Contributors to the book bring a variety of theoretical approaches to bear on the analysis of private law. They include: economic analysis, corrective justice theory, comparative analysis of law, socio-legal inquiry, social history, political theory as well as doctrinal analysis of the law. In all cases the theoretical approaches are applied to recent case law developments in England, Australia and Canada, or, in the case of tort law, proposals in all these jurisdictions to reform the law.
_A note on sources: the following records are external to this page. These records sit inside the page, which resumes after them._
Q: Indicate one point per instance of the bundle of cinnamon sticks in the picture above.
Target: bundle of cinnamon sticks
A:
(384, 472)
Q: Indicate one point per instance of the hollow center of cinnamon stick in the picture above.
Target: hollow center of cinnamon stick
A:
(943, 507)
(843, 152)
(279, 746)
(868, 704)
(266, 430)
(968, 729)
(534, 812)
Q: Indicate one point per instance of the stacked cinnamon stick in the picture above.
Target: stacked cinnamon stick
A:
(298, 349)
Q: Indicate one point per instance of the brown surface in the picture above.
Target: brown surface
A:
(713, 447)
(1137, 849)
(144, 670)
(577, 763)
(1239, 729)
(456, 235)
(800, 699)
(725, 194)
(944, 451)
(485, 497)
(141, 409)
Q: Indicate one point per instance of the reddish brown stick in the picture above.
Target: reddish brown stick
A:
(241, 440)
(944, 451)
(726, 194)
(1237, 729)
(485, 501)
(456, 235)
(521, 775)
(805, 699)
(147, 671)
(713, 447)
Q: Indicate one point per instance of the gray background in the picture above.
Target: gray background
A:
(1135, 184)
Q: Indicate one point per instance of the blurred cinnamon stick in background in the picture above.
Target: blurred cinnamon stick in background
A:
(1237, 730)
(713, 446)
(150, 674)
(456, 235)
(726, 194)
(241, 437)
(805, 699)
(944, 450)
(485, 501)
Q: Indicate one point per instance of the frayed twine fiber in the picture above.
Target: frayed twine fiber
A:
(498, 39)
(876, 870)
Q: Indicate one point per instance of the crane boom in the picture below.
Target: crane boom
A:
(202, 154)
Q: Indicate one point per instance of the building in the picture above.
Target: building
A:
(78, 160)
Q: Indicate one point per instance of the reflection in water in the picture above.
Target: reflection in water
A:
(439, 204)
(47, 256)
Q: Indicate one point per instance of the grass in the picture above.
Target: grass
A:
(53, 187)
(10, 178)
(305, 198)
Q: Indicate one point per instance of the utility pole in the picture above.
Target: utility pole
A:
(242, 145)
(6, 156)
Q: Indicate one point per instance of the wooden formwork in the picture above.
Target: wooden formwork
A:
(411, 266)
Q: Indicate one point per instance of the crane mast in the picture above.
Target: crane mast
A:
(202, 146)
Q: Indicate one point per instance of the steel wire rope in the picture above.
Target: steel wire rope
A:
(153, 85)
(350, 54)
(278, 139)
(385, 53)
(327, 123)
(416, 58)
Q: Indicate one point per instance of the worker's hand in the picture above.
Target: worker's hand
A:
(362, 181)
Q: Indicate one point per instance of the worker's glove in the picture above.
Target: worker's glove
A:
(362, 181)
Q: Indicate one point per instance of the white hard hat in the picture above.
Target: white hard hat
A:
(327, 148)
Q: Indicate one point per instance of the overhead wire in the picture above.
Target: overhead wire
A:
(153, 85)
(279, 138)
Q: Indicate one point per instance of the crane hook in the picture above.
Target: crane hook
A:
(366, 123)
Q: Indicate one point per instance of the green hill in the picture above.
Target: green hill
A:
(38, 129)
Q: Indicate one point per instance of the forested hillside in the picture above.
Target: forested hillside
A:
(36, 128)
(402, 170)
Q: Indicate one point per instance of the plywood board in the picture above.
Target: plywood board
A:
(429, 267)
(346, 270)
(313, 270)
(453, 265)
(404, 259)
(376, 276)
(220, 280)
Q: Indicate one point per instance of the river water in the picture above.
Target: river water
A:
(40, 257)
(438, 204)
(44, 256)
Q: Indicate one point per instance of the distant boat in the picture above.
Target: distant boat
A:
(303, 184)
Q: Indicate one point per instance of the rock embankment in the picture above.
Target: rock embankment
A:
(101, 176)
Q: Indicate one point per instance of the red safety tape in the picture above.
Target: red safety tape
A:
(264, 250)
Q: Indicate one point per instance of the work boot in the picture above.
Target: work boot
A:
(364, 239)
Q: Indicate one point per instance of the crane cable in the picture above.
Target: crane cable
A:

The book presents the theory of private law and the application of theory to practical legal problems in an accessible form to teachers and students of tort, contract and the law of unjust enrichment, legal researchers and law reformers.
Table of Contents
Introduction Part 1: Principle and Policy Private Right and Public Interest Stephen Waddams Part 2: Tort Law Policy Policy and Principle in Tort Law Peter Cane Taking Disagreement Seriously: Courts, Legislatures and the Reform of Tort Law Harold Luntz The Use of Policy in Negligence Cases in the High Court of Australia Harold Luntz The High Court and Social Facts: A Negligence Case Study Kylie Burns Part 3: Issues in Contract Law Reconfiguring Mistake in Contract Formation David Capper The Standard of Good Faith Performance: Reasonable Expectations and Community Standards Jeannie Marie Paterson Some Thoughts on the Comparative Jurisprudence of Mistakes in Assumption Catherine Valcke Part 4: Certainty and Discretion in Property, Equity and Unjust Enrichment Estoppel, Discretion and the Nature of the Estoppel Equity Elizabeth Cooke Unconscionability, Constructive Trusts and Proprietary Estoppel Nicholas Hopkins Constructive Trusts from a Law and Economics Perspective Anthony Duggan The Criteria for the Award of Proprietary Remedies: Rethinking the Proprietary Base Michael Bryan Change of Position, Good Faith and Unconscionability Susan Barkehall Thomas
Michael Bryan is Professor of Law at the University of Melbourne. He has researched and published extensively in the areas of equity, trusts and restitution, including The Law of Non-Disclosure (with A Duggan and F Hanks, Longmans, 1995) and contributed a chapter to The Law of Obligations: Connections and Boundaries (UCL Press, 2003).